Most AI pipelines use one model for everything.
One model plans the task, does the research, writes the answer, and checks its own work. That's like hiring one person to be your strategist, researcher, analyst, and auditor simultaneously. It doesn't scale - and more importantly, the model has no one to disagree with it.
PolyBrain is my answer to that. It's an open-source multi-agent, multi-model orchestration skill for Hermes Agent. You give it an objective, it breaks the work into roles, runs them in parallel where it can, synthesizes the outputs, and verifies every claim against its cited sources before it reaches you.
Here's what that looks like end to end.
The pipeline
Objective -> Orchestrator -> [Researcher 1 + Researcher 2 + Builder] -> Synthesizer -> Verifier -> Final Answer
Five distinct roles. Each one does exactly one thing:
- Orchestrator - reads the objective, decomposes it into a JSON task plan, assigns roles
- Researcher - web search and citations - no uncited claims allowed
- Builder - code, terminal, and file operations
- Synthesizer - merges all outputs into a single coherent deliverable
- Verifier - checks every claim against its source, returns PASS/FAIL per claim
The parallel phase is where the time savings come from. Researcher 1 and Researcher 2 run at the same time. The Synthesizer only fires once both are done. The Verifier runs last.
What makes it different
Different models per role
This is the part most orchestration frameworks don't do.

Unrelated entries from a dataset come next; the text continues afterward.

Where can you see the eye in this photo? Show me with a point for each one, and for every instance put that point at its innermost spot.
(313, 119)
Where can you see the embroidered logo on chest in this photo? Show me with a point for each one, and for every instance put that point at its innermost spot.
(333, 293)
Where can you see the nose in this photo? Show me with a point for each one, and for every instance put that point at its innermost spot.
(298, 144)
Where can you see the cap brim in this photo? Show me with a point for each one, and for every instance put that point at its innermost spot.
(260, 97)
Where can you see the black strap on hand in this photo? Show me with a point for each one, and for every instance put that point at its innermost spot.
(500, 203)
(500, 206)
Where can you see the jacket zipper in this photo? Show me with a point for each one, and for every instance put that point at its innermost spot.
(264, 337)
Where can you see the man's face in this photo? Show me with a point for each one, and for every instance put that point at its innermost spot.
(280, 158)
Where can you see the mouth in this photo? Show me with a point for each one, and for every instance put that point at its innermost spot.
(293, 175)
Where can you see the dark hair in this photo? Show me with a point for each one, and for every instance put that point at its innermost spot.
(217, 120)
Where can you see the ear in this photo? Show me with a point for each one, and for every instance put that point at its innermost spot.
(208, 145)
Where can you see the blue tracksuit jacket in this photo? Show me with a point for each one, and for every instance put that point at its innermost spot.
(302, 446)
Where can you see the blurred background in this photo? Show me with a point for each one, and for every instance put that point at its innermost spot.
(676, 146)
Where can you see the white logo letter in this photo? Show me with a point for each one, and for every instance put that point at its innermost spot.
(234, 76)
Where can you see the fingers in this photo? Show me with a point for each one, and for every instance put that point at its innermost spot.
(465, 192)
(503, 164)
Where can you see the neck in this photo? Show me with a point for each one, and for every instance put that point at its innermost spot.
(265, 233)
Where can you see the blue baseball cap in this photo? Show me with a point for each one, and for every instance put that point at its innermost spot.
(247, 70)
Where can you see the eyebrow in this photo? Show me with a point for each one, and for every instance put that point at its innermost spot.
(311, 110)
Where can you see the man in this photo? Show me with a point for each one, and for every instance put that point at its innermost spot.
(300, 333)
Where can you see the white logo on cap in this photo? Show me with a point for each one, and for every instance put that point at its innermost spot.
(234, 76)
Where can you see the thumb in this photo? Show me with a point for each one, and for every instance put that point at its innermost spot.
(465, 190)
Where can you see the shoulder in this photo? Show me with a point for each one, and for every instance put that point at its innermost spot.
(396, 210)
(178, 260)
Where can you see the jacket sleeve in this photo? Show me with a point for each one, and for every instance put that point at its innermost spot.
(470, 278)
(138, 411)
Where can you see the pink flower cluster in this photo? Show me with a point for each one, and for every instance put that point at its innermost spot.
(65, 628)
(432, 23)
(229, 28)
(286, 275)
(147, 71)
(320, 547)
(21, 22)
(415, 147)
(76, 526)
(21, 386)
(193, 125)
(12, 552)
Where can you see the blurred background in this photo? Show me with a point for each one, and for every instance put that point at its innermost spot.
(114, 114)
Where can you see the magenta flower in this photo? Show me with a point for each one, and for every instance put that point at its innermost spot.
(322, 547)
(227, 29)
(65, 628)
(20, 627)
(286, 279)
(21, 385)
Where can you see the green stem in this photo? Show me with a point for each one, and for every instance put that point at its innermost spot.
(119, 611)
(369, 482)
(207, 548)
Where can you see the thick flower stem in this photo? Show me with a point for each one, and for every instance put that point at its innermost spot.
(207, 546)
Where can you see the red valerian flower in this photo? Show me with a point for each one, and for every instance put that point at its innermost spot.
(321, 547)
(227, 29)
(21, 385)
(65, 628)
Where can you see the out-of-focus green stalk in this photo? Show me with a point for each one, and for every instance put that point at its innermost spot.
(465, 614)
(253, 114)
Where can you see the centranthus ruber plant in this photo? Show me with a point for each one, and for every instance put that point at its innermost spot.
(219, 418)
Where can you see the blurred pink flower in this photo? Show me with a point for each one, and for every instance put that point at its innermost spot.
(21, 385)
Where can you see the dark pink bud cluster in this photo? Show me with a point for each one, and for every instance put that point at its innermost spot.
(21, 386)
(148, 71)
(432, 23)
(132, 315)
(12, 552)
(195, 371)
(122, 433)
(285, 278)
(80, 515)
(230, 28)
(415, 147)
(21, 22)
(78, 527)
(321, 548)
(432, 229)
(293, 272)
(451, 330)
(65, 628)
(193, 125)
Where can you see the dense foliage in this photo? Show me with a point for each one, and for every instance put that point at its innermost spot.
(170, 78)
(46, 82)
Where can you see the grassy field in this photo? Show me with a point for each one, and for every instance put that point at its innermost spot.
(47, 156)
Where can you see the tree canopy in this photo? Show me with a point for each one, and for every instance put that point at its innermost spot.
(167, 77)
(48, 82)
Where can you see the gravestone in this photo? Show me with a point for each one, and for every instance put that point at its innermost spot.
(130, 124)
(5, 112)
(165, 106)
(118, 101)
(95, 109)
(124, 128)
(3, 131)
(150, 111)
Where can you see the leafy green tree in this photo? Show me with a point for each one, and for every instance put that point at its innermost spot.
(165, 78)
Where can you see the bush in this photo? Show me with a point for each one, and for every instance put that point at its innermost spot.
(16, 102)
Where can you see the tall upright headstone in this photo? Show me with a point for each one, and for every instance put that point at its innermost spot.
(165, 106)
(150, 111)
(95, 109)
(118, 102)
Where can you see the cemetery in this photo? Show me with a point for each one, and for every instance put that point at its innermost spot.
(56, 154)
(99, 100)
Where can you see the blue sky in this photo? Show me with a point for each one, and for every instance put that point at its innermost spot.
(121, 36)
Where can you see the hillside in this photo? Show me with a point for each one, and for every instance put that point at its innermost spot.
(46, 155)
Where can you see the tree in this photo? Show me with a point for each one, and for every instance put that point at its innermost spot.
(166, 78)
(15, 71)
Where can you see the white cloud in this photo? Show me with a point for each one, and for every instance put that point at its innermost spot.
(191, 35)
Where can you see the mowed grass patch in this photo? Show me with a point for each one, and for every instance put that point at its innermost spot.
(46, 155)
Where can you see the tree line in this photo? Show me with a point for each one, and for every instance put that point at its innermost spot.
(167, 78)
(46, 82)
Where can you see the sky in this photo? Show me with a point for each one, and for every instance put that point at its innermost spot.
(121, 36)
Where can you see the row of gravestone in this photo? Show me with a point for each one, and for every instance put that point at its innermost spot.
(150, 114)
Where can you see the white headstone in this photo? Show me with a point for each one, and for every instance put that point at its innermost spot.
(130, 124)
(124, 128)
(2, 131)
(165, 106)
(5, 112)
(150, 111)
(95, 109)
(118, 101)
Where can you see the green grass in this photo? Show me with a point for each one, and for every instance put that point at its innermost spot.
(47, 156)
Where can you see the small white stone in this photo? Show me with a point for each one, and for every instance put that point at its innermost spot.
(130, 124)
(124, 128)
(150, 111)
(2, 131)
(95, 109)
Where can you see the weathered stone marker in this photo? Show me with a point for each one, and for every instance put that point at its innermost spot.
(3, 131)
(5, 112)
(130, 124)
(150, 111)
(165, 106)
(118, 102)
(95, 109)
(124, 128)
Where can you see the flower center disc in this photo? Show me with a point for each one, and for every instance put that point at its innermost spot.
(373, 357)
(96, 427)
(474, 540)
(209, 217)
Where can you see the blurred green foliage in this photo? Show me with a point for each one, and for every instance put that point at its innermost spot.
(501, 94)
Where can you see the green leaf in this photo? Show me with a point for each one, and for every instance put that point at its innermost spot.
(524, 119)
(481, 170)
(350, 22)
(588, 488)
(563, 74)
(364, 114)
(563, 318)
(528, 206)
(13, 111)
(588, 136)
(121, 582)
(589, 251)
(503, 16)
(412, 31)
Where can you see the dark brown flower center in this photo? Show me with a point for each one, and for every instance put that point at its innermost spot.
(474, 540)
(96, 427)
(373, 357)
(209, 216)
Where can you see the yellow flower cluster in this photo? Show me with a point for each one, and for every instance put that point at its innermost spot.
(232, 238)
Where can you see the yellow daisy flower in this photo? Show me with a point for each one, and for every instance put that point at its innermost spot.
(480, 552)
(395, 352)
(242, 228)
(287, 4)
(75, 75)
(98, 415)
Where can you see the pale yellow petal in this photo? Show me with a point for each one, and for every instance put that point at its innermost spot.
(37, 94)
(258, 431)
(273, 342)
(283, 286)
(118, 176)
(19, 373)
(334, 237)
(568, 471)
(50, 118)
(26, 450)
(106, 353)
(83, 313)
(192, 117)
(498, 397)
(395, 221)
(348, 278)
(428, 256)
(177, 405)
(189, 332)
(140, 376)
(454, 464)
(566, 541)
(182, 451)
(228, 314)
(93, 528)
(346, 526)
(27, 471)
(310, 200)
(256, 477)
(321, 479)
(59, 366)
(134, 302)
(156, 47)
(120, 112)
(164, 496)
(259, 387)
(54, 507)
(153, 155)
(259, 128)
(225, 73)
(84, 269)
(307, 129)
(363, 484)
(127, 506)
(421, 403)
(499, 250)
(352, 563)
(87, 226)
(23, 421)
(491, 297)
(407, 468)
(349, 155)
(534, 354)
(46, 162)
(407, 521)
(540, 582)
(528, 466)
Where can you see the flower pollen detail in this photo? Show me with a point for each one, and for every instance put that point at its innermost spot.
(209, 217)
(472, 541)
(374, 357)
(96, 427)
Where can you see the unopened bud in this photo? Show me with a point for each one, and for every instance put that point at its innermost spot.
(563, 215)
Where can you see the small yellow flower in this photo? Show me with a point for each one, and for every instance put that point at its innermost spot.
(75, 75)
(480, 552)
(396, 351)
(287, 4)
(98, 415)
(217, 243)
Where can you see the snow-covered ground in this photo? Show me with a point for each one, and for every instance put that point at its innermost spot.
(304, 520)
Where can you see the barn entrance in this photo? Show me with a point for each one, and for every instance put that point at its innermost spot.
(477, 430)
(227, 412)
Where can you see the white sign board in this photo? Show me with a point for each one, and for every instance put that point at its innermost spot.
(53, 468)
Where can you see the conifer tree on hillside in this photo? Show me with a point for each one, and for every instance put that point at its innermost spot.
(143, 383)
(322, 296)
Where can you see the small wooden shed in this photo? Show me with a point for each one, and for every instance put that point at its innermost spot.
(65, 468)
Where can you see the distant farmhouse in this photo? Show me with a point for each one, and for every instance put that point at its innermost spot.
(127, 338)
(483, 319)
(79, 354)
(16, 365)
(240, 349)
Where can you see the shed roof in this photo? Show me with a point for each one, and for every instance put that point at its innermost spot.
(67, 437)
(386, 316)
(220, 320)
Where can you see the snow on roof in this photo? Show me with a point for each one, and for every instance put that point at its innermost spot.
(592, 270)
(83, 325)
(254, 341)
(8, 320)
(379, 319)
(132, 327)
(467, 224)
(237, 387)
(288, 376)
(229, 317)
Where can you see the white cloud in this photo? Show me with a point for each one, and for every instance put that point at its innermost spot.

In config.yaml you assign a different model and provider to each role. Researcher gets a cheaper, faster model. Verifier gets a stronger one. Orchestrator gets whatever you trust most for structured JSON output.
models:
orchestrator: "your-model"
researcher: "your-model"
builder: "your-model"
synthesizer: "your-model"
verifier: "your-model"
fallback: "your-model"
settings:
max_parallel: 3
timeout_sec: 300
You decide what goes where. PolyBrain doesn't prescribe it - because the right answer depends on what you're running, what you're paying, and what you actually trust.
Citation enforcement
Researchers are required to include URLs. Uncited claims don't make it to the Synthesizer - they're dropped at the source. This isn't a soft suggestion in the prompt. It's structural: the Verifier checks each surviving claim against its cited source and returns a verdict.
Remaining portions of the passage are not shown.